ATT fearful of tax relief changes for UK homeworkers
4th January 2016 | News
The Association of Taxation Technicians (ATT) is concerned about government plans to change the rules on travel expenses for homeworkers across the UK.
The Government has suggested in a recent consultation that employees who work in multiple locations for more than 30 per cent of their working time should be allowed to choose which one of those locations or bases is their primary working base.
They would then be ineligible for tax reliefs for travel costs incurred on journeys between home and their primary working base.
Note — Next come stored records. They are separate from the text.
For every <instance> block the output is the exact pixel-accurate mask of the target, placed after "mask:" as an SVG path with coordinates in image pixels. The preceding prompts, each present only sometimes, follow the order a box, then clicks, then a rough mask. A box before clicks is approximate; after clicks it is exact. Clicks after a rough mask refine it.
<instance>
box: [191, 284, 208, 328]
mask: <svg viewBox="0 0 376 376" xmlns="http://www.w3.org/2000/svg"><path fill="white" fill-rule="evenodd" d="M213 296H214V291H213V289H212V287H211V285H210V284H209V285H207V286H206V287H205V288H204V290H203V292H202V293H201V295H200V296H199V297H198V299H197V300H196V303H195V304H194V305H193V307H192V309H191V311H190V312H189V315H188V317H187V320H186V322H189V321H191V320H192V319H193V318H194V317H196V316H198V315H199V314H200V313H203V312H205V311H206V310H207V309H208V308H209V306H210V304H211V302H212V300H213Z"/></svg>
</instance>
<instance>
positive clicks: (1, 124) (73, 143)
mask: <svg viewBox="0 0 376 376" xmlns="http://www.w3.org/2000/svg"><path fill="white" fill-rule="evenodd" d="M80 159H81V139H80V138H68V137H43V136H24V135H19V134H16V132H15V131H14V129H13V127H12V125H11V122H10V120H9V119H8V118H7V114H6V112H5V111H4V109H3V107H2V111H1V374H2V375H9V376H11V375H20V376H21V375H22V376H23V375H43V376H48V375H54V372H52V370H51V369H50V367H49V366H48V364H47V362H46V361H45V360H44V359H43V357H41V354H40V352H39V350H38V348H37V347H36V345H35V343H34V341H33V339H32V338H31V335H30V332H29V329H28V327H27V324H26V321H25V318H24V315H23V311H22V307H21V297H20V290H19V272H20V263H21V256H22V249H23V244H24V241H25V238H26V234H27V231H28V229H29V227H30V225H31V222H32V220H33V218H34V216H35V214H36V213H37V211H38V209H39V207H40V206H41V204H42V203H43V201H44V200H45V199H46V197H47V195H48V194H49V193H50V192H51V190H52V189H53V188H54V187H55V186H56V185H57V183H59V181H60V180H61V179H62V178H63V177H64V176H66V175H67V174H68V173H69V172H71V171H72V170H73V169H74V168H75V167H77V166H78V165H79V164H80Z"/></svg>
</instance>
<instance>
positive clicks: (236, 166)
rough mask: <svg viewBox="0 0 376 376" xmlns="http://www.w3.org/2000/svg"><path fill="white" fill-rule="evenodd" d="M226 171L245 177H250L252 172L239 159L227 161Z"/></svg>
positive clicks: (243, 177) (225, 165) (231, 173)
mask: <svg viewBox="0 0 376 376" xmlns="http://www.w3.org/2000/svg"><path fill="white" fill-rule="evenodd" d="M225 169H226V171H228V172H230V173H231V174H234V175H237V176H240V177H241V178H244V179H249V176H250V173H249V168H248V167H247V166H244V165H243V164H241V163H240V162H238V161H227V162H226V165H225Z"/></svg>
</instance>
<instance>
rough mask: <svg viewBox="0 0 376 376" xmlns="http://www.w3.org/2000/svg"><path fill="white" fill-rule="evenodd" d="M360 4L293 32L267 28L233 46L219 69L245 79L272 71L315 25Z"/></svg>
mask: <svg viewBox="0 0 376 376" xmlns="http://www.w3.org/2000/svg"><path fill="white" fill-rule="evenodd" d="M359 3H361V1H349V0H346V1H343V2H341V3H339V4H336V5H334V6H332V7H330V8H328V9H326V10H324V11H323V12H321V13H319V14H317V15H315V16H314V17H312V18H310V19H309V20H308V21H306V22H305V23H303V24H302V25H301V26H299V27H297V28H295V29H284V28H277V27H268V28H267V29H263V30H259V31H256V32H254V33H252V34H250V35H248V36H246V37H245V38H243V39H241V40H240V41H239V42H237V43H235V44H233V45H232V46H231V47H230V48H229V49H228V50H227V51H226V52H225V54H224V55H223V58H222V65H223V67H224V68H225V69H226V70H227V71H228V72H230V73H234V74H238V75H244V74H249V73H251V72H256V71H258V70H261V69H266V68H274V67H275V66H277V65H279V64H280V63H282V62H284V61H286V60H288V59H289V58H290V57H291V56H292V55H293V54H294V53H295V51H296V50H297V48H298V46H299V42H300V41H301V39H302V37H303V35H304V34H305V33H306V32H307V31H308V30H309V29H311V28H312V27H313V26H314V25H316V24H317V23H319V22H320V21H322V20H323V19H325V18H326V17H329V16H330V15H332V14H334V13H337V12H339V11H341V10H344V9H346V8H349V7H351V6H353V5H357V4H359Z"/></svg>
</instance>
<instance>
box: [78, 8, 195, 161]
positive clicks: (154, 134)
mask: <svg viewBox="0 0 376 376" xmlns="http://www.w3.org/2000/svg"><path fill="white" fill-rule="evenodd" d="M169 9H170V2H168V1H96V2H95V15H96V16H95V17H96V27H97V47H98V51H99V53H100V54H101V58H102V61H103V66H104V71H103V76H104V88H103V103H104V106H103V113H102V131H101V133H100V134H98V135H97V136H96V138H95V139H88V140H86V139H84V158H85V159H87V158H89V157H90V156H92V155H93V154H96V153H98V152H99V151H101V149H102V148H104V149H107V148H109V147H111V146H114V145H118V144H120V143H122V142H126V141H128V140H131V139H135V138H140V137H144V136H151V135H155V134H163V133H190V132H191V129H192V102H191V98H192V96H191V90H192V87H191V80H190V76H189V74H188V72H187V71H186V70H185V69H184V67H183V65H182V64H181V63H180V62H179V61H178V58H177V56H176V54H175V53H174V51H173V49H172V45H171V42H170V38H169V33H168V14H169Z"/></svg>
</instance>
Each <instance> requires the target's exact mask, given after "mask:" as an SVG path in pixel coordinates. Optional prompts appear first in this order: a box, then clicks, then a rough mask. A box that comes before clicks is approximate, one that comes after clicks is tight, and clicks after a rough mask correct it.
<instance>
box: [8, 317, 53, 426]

Nevertheless, the Government is also proposing to stop homeworkers from selecting their home as their primary working base if they have a base elsewhere such as their employer’s headquarters. The move would thwart homeworkers from securing tax relief on travel to and from their home to their employer’s head office.
Michael Steed, president, ATT, believes that whilst the current tax relief regime for homeworkers is ‘sometimes complicated’, the new proposals would stop those who work from home and contribute significantly to the UK’s flexible labour market from securing any tax relief for travel costs to their employer’s offices.
“A good number of employees struggle to cope with a conventional 9am to 5pm office job either due to health or family reasons, whilst being able to recruit homeworkers can be vital for businesses which need to employ more staff, but do not have the space available to accommodate them,” said Steed.
“We would not wish to see any of these arrangements disturbed by a disadvantageous shift in the travel and subsistence rules.”
Mr Steed fears that many homeworkers will be punished by these latest proposals, losing out on legitimate business travel costs.
“This would leave either employers or employees out of pocket and could lead to some employees giving up their jobs,” added Steed.
“The Government already supports homeworking by allowing employees who choose to work at home to be given up to £4 per week tax free from their employers, to help with the extra costs of working from home.
“It feels like a backward step to consider denying tax relief on travel costs in this way, given the increased trend in homeworking.
“We urge the Government to consider carefully the implications of their proposals.”